Aeroflot Flight 15 (Russian: Рейс 15 Аэрофлота Reys 15 Aeroflota) was a passenger flight from Moscow-Domodedovo Airport to Petropavlovsk-Kamchatsky Airport with a stopover at Yemelyanovo Airport that crashed on 29 February 1968 en route to Petropavlovsk. All but one aboard the aircraft were killed in the crash.

== Aircraft ==
The aircraft involved in the accident was an Ilyushin Il-18D registered CCCP-74252 to the Aeroflot Far East Civil Aviation Directorate. At the time of the accident, the aircraft had 342 flight hours and 89 pressurization cycles.

== Crew ==
The cockpit crew consisted of:
- Captain Eugene A. Berezhnov
- Co-Pilot Vladimir Makarov
- Navigator Benedict E. Dernov
- Flight Engineer Nikolai Vasilyes
- Radio operator Ivan M. Pashchenko

== Accident ==
The flight successfully completed the Moscow-Yemelyanovo part of the route. At 22:03 (17:03 Moscow time), the Il-18 took off from Yemelyanovo with 64 adults and 11 children as passengers; two passengers were not registered. After completing takeoff the flight maintained an altitude of 8,000 meters. At 22:37 local time (17:37 Moscow time) the flight crew switched communications to Bratsk air traffic control. Weather conditions were reported to be normal at the time. The aircraft was established to be at a distance of 234 kilometers from the airport at a bearing of 270° degrees. The crew confirmed receiving the information, stating that they were at an altitude of 8,000 meters and flying at 780 km/h, and expected to fly past Bratsk at 23:06.
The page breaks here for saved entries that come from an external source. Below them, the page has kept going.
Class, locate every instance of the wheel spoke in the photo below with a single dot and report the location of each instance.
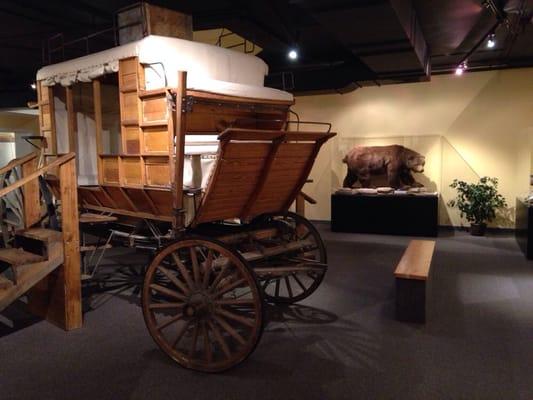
(230, 287)
(207, 268)
(289, 288)
(169, 321)
(181, 332)
(195, 265)
(227, 327)
(219, 339)
(165, 306)
(184, 271)
(207, 344)
(265, 284)
(219, 277)
(168, 292)
(232, 301)
(202, 304)
(194, 338)
(298, 281)
(174, 279)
At 22:38:38, the airliner was forced into sudden descent. The situation onboard evolved into a full-blown emergency at 22:41:28. When the flight was at an altitude of 3,000 meters, air traffic controllers detected a short unintelligible transmission at 22:43:12 from the flight, determined by investigators to be most likely about the state of the aircraft. The crew unintentionally pitched the aircraft further down to the point of overspeed while trying to correct the pitch of the aircraft. The "fasten seat belt" sign was turned on and at one point the airliner was inverted. At an altitude of 1,000 meters and at a speed of 890 km/h, the airliner began to break apart, and at 22:43:47 the airliner crashed 13 kilometers away from Parchum and 165 kilometers west of Bratsk airport into the taiga. The only survivor was a young soldier found alive but injured at the crash site.

== Causes ==
The investigation hypothesized that an emergency onboard caused the crew to descend, and in doing so control of the aircraft was lost when engine number three did not perform as expected. Examination of the left wing showed evidence of a fuel leak, which was presumed to have caused an onboard fire; that part of the wing was not equipped with fire detection or fire extinguishing systems. However, the commission responsible for the investigation later rejected the claim of an in-flight fire in the left wing caused by a leak, stating that the exact cause of the emergency is unknown.